There are huge chunks of San Diego county I’m not familiar with. Apparently, neither is Google Maps. I have a basic mistrust of internet directions since more than once I’ve been led astray.  My husband, who worships all things technological, is convinced any fault in these matters is solely mine. Let the record state that he printed off the directions to the concert venue. Ha! The google gremlin decided this would be a good time to mess with him for a change and sent us 30 miles in the wrong direction to a Cricket Wireless store instead of the Cricket Wireless Amphitheatre…..Hello!

Not to worry. My husband comes from a family who habitually waited in a parking lot for 30 minutes until Eccobelli’s Italian restaurant opened for dinner. Thanks to this good training we had plenty of time. What we did not have were directions. I pulled out my phone and realized having been preoccupied with puking the day before I had neglected to recharge the battery.  I had very little power left and the phone could “not access” driving directions. All the not so smart phone offered was a map with two little bubbles an undisclosed number of miles apart and a couple of street names. Don’t you wish you could have been riding in the car with us?

We arrived (finally), shook off our aggravation, and pumped ourselves up for some great surfing songs in the warm California sun. Only the sun hadn’t poked through the marine layer all day and it was freezing. And windy. And Cricket is an outdoor stadium. We bought a blanket and some alcohol.

Concerts provide great opportunities for “people watching” which is  one of our favorite activities. We were not disappointed with this part of the show. The Beach Boys unite the generations and we saw everyone from young children ruling their parents, to teens without nearly enough clothes on for the weather, to some really old, craggy California dudes with thinning ponytails. This kept us entertained while we shivered and felt like crap.
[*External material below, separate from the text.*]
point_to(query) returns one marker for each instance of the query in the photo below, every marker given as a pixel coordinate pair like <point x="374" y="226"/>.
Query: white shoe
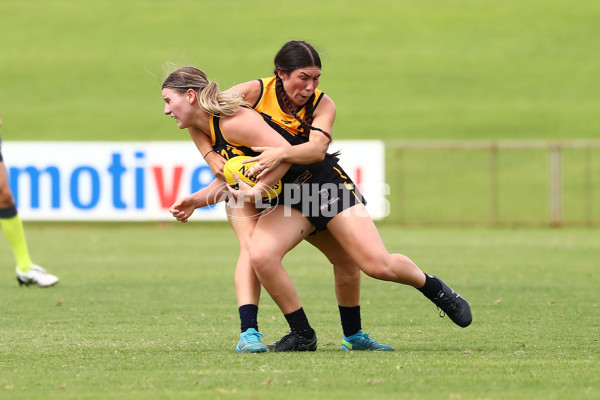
<point x="36" y="275"/>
Time dragged on and on. It began to feel like we had been waiting forever and I started thinking the whole thing had been a bad idea. The people we were watching ceased to be amusing. The boy next to me was eating something greasy covered in cheese. It looked a lot like my vomit from the day before. I started longing for home and bed.

Then the stage lit up with a pop and excitement swept through the arena. And there they were.  Brian Wilson, the tortured musical genius, who hasn’t played with the Beach Boys in years, Al Jardine whose voice is as clear and strong as ever, and Mike Love who is Southern California personified. We forgot how sick we were feeling. We jumped up to sing and dance which warmed our limbs and the classic harmonies warmed our hearts. It was an amazing concert. The band played all the songs we came to hear.  For an evening, we were one and all, young and carefree. The image of a little surfer girl became the great equalizer.

When I hear songs from my youth, for a moment I am transported back in time. Like the rest of us Boomers, these musicians are not young anymore. But to see them so energized in doing what they love is inspiring. It reminds us that we still have a lot of living and loving left to do…..even on days we feel like crap.

My husband was quite sick by the time we got home. He spent most of the remainder of the weekend in bed. At some point, he managed to drag himself out to give me a hug and thank me for the birthday gift. Then he climbed back into bed, glancing with a nod and a smile to his guitar, which had been sitting in the corner for far too long, gathering dust.